We can see that users who take more steps burn more calories.

In [None]:
sns.boxplot(data = combo_data, y='SedentaryMinutes', x='DayofWeek', 
            order=['Monday', 'Tuesday', 'Wednesday', 'Thursday', 'Friday', 'Saturday', 'Sunday'])
plt.title('Sedentary Minutes per Day of Week')
plt.xlabel('Day of Week')
plt.ylabel('Sedentary Minutes')
plt.show()

Looking at sendentary minutes by day of the week we can see that most days are quite similar in the distribuions.  The median on Thursday is lower that the other days of the week.

In [None]:
sns.boxplot(data = combo_data, y='ActiveMinutes', x='DayofWeek', 
            order=['Monday', 'Tuesday', 'Wednesday', 'Thursday', 'Friday', 'Saturday', 'Sunday'])
plt.title('Active Minutes per Day of Week')
plt.xlabel('Day of Week')
plt.ylabel('Active Minutes')
plt.show()

Looking at the active minutes per day of the week, we can again see that most days are quite similar.  The values for Satruday are slightly raised and are decrease on Sunday as compared with the other days of the week and are decreased.

This could be due to the fact that most people who exercise do so most days of the week.

In [None]:
# Group the merged dataframe by Hour and calculate the average of StepTotal
grouped = steps_hr.groupby('Hour')['StepTotal'].mean()

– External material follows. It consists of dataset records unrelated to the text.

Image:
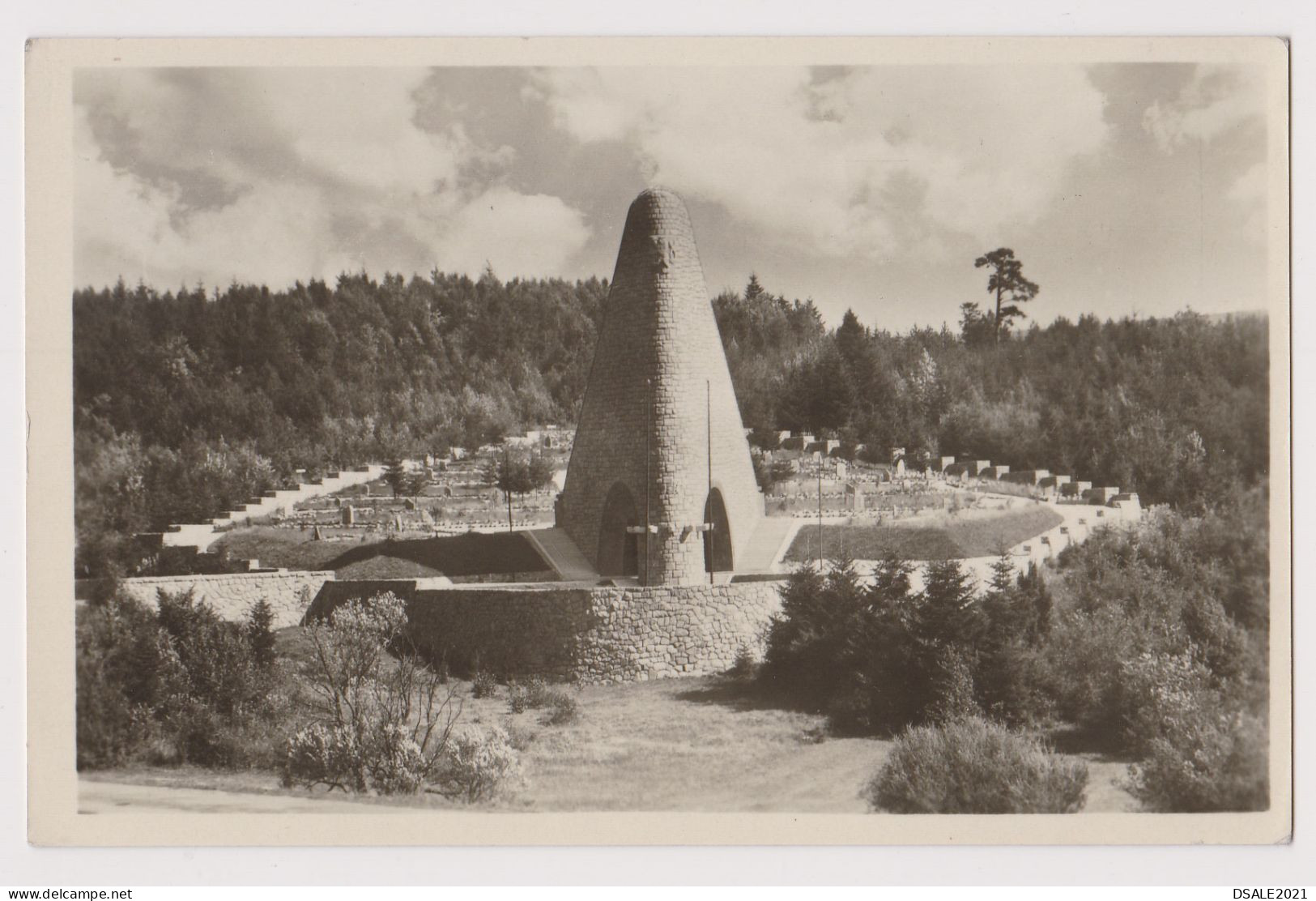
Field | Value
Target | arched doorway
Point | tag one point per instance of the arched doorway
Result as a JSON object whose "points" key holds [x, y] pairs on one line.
{"points": [[617, 549], [718, 541]]}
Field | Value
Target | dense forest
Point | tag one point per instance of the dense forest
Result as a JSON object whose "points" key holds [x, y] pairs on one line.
{"points": [[187, 402]]}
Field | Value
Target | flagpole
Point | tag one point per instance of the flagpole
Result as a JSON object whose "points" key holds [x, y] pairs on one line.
{"points": [[709, 505]]}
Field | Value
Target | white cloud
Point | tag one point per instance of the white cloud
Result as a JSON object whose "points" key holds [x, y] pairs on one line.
{"points": [[274, 176], [867, 164], [1215, 100]]}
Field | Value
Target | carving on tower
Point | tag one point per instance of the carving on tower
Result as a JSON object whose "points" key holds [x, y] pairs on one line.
{"points": [[659, 440]]}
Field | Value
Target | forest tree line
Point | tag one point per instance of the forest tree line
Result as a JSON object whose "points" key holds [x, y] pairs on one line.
{"points": [[189, 402]]}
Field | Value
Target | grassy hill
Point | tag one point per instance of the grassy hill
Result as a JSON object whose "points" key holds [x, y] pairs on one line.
{"points": [[474, 553], [969, 538]]}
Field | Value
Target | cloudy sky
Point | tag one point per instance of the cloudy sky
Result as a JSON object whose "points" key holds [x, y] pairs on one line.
{"points": [[1124, 189]]}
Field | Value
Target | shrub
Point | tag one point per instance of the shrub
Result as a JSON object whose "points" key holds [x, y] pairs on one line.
{"points": [[383, 722], [483, 685], [1202, 753], [387, 760], [1206, 763], [974, 766], [562, 709], [532, 696], [174, 685], [480, 764]]}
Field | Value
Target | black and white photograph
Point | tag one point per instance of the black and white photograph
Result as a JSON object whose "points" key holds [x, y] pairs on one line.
{"points": [[890, 433]]}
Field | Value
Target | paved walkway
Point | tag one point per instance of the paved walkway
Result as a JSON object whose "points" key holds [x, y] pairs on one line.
{"points": [[562, 555]]}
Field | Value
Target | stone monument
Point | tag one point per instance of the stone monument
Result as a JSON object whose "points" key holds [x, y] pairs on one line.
{"points": [[661, 485]]}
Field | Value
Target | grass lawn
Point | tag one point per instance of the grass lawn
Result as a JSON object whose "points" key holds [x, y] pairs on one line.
{"points": [[699, 743], [459, 555], [966, 538]]}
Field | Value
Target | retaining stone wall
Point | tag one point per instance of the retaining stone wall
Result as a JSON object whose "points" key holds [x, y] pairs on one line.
{"points": [[232, 596], [594, 634]]}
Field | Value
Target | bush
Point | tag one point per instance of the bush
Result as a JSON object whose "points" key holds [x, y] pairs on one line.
{"points": [[562, 709], [383, 722], [480, 764], [974, 766], [1200, 754], [483, 685], [1207, 763], [172, 685], [387, 760]]}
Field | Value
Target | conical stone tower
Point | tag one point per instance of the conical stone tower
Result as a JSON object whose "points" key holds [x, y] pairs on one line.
{"points": [[661, 484]]}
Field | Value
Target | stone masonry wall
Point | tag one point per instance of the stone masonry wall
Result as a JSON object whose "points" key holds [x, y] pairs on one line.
{"points": [[659, 349], [232, 596], [596, 634]]}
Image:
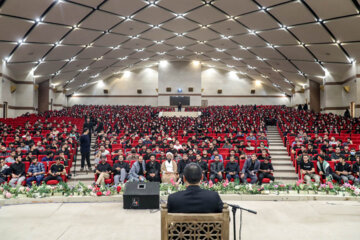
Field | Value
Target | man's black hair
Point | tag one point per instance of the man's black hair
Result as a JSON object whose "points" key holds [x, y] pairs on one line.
{"points": [[193, 173]]}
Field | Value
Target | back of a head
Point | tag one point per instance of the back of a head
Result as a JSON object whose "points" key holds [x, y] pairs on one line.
{"points": [[192, 173]]}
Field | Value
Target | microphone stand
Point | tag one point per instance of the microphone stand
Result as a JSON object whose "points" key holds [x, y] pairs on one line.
{"points": [[234, 208]]}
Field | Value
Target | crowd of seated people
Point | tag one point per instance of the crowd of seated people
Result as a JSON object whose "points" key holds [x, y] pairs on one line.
{"points": [[136, 144], [323, 147], [228, 142], [34, 150]]}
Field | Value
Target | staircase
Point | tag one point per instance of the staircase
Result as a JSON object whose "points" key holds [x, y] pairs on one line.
{"points": [[283, 169], [86, 176]]}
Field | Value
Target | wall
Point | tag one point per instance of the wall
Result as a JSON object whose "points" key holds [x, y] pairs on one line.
{"points": [[22, 100], [122, 90], [179, 75], [314, 96], [236, 90], [335, 99]]}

# Plot the average StepTotal vs Hour
plt.plot(grouped.index, grouped.values)
plt.xlabel('Hour')
plt.ylabel('Average Step Total')
plt.title('Average Step Total vs Hour')
plt.show()

Looking at the average. amount of steps per hour, we can see that the highest amount of steps are taken during during 5pm -7pm in the evening.  This could be becuase people are more likely to exercise after work before bedtime.

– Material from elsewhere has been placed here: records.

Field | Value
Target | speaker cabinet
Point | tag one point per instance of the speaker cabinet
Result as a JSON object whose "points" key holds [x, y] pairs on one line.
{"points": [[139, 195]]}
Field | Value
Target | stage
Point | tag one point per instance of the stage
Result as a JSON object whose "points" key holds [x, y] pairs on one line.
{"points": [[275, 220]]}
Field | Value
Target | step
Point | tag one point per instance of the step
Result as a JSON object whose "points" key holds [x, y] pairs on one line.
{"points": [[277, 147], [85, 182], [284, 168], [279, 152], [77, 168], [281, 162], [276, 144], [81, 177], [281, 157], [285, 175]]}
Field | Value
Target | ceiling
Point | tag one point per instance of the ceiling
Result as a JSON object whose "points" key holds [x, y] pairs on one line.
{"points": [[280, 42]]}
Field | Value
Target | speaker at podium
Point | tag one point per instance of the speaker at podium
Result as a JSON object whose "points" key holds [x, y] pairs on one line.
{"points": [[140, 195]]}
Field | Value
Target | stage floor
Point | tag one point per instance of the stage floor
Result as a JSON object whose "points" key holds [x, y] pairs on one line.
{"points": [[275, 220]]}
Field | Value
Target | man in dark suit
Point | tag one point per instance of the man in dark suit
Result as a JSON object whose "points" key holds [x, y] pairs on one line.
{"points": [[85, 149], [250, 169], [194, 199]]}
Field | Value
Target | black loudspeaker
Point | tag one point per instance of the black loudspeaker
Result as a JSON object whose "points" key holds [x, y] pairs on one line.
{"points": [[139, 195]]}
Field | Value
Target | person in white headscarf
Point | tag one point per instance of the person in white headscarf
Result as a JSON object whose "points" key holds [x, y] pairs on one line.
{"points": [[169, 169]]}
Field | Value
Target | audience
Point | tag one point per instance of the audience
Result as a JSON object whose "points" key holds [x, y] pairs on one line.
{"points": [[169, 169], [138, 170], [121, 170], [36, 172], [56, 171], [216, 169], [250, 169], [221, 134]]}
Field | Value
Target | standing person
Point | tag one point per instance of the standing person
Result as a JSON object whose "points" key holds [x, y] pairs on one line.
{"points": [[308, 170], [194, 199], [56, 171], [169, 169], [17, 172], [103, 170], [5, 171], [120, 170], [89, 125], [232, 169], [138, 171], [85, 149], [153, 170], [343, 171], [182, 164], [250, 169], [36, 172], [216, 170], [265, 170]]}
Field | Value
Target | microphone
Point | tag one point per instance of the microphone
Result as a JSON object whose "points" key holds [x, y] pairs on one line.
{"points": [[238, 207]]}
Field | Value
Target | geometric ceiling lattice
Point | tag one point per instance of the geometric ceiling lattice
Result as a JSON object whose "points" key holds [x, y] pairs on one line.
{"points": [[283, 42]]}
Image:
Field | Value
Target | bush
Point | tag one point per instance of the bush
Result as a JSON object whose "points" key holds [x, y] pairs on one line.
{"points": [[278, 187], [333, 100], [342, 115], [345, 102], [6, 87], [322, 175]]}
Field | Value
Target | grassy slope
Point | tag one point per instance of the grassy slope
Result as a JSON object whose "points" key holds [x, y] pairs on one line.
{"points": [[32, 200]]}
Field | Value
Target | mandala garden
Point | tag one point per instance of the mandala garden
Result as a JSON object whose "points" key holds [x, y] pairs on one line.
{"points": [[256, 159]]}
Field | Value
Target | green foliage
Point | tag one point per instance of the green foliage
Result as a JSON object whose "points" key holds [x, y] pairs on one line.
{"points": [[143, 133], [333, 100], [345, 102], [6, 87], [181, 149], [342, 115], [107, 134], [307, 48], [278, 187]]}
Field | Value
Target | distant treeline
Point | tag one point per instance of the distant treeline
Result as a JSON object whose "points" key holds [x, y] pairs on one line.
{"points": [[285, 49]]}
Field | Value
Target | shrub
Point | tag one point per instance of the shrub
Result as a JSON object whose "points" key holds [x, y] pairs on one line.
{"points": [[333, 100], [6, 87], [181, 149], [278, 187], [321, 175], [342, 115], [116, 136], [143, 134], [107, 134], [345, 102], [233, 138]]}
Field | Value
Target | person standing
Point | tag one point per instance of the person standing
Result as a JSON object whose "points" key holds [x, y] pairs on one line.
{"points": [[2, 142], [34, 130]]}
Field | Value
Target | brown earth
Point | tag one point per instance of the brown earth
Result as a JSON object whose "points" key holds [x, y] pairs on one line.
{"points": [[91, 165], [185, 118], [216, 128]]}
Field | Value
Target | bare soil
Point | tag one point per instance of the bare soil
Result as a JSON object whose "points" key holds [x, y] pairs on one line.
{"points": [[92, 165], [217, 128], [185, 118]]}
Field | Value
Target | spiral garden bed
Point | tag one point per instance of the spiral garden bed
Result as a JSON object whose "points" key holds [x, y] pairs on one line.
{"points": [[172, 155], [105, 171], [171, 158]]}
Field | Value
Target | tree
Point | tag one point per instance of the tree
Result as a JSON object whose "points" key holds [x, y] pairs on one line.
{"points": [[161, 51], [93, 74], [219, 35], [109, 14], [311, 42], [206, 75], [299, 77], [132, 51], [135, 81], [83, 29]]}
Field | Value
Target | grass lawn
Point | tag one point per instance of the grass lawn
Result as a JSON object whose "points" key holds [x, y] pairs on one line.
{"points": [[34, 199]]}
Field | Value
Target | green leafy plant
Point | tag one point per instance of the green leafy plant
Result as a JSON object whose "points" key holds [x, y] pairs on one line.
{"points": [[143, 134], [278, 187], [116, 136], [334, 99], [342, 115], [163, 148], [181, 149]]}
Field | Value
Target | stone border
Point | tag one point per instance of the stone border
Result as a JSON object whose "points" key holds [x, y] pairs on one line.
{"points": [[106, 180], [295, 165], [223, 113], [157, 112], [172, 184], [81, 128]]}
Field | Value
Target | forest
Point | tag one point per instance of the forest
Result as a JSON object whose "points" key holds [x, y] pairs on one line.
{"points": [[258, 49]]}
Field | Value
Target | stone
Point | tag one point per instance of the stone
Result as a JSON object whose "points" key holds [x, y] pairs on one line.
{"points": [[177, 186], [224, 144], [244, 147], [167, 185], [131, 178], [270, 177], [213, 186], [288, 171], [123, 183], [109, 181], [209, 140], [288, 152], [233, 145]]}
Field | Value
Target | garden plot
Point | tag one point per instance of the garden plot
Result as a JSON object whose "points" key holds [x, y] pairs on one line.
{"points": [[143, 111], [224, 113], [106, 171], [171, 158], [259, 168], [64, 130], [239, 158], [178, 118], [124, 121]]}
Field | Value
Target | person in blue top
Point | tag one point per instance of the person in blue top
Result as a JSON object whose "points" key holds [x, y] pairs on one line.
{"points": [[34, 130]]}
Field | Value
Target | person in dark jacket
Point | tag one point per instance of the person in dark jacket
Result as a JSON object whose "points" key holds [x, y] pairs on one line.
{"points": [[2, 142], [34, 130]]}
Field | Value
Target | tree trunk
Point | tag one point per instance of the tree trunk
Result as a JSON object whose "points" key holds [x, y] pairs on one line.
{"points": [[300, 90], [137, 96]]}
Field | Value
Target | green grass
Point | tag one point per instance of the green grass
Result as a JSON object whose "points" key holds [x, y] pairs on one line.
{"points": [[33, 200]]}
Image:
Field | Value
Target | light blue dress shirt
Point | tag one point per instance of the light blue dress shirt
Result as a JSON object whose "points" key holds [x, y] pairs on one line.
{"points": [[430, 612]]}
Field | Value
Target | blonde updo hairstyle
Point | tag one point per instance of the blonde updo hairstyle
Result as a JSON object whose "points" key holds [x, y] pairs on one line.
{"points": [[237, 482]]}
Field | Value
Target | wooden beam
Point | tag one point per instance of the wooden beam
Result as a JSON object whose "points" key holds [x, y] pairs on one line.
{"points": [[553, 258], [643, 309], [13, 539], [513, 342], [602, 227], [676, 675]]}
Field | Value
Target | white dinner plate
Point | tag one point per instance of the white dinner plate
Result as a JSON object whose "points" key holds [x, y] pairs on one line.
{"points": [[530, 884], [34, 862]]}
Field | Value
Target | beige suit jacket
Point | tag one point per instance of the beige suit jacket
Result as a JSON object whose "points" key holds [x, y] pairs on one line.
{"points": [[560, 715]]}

# Key Takaways <a class="anchor"  id="h17"></a>

* Users are less likely to wear their device at night which means they will not get the tracking information about their sleep.
* The mean amount of sendentary minutes is 991.21 minutes or 16.5 hours!
* The mean amout of time asleep is 419.17 minutes (6.87 hours) which is less than the recommended amount of 7-9 hours.
* Reducing the amount of sedentary time tends to increase minutes of sleep.  Higher levels of activity decreases time awake in bed.
* Only 25-40% of users get the recommneded amount of activity per day.
* 25% of users do not do any moderate or vigorous activity in a day.  However these users do light activity.
* Users are more likely to increase their steps after work hours.

# Recommendations <a class="anchor"  id="h18"></a>

* A reason that users were less likely to get sleep traking from their device could be that those devices need to be charged frequently so Bellabeat should devise an advertising campaign focusing on the fact that the Ivy stays charged for up to 8 days which would allow users to get more insights into their sleeping habits.
* Since most users do not get the recommended amount of sleep, add sleep notifications to the Bellabeat app to encourage users to stick to a bed time routine.
* As most users are more likely to increase their step coutn after work, add notificatons to the Bellabeat app that encourages users to walk or workout after work.  Additonally, creating a network where users could meet up with other users to walk could be a way to encougage more activity.
* As most users do not meet the recommended amount of moderate and vigorous activity, the Bellabeat app could push posts to users about different activities that would increase their heart rates.